Depois da alta de 43% em dois meses, o Ibovespa pode subir mais? Entenda
Para especialistas ouvidos pela EXAME, a guinada desde 23 de março é resultado de uma correção de preços. Ainda não dá para falar em tendência de alta
Natália Flach
Publicado em 3 de junho de 2020 às 17h56.
Última atualização em 3 de junho de 2020 às 18h52.
Acertar uma projeção não é fácil, em um ano com tantas reviravoltas como 2020, fica ainda mais difícil. Em janeiro, a expectativa era que o Ibovespa seria negociado por volta dos 140.000 pontos em dezembro. Mas veio a crise econômica, e o otimismo foi por água abaixo. Em 23 de março, o principal índice da bolsa encerrou o pregão em 63.570 pontos, menor nível do ano. O pessimismo também não durou muito. O Ibovespa já subiu 43% desde então e, graças a essa guinada, acumula uma perda anual de 21%. Com tanto vaivém, o que esperar da bolsa daqui para frente?
EXAME consultou especialistas, e as respostas foram uníssonas: tenha cautela. A alta dos últimos meses indica uma correção ante uma queda brusca demais. Não é possível falar ainda em uma reversão de tendências, tanto é que as casas ouvidas pela reportagem mantêm suas projeções ao redor dos 90.000 pontos para dezembro - apesar de o índice ter encerrado o dia negociado acima dos 93.000 pontos hoje.
A explicação é simples: ninguém sabe ao certo o tombo do produto interno bruto porque a resposta depende de como e de quando será a reabertura econômica no Brasil. Se o fim do isolamento for feito de forma desorganizada a ponto de gerar um novo ciclo de quarentena, por exemplo, o impacto sobre o lucro das empresas será significativo, com reflexos para as ações e consequentemente para o Ibovespa.

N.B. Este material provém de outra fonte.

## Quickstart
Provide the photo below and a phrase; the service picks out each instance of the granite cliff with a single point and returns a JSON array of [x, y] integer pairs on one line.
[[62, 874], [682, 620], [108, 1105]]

A guinada dos últimos meses é fruto do otimismo dos investidores - locais, diga-se de passagem - com notícias sobre medicamentos e vacinas contra o novo coronavírus e, mais recentemente, com a reabertura das economias na Europa e nos Estados Unidos. Aliás, é nesse cenário que o S&P 500 reverteu a perda acumulada no ano e hoje é negociado no mesmo patamar de janeiro. Ou seja, está no zero a zero.
Mas no Brasil não é tão simples. Por aqui, o aumento expressivo de casos da covid-19 (ontem São Paulo registrou recorde de mortes pela doença em 24 horas), associado aos embates políticos entre os três poderes e às tensões entre Estados Unidos e China fazem com que os analistas prefiram esperar para ver. "Os mercados estão fortes, mas o cenário ainda está deteriorado", diz Henrique Esteter, analista da Guide. "É bom ter cautela,as perspectivas têm mudado muito rapidamente."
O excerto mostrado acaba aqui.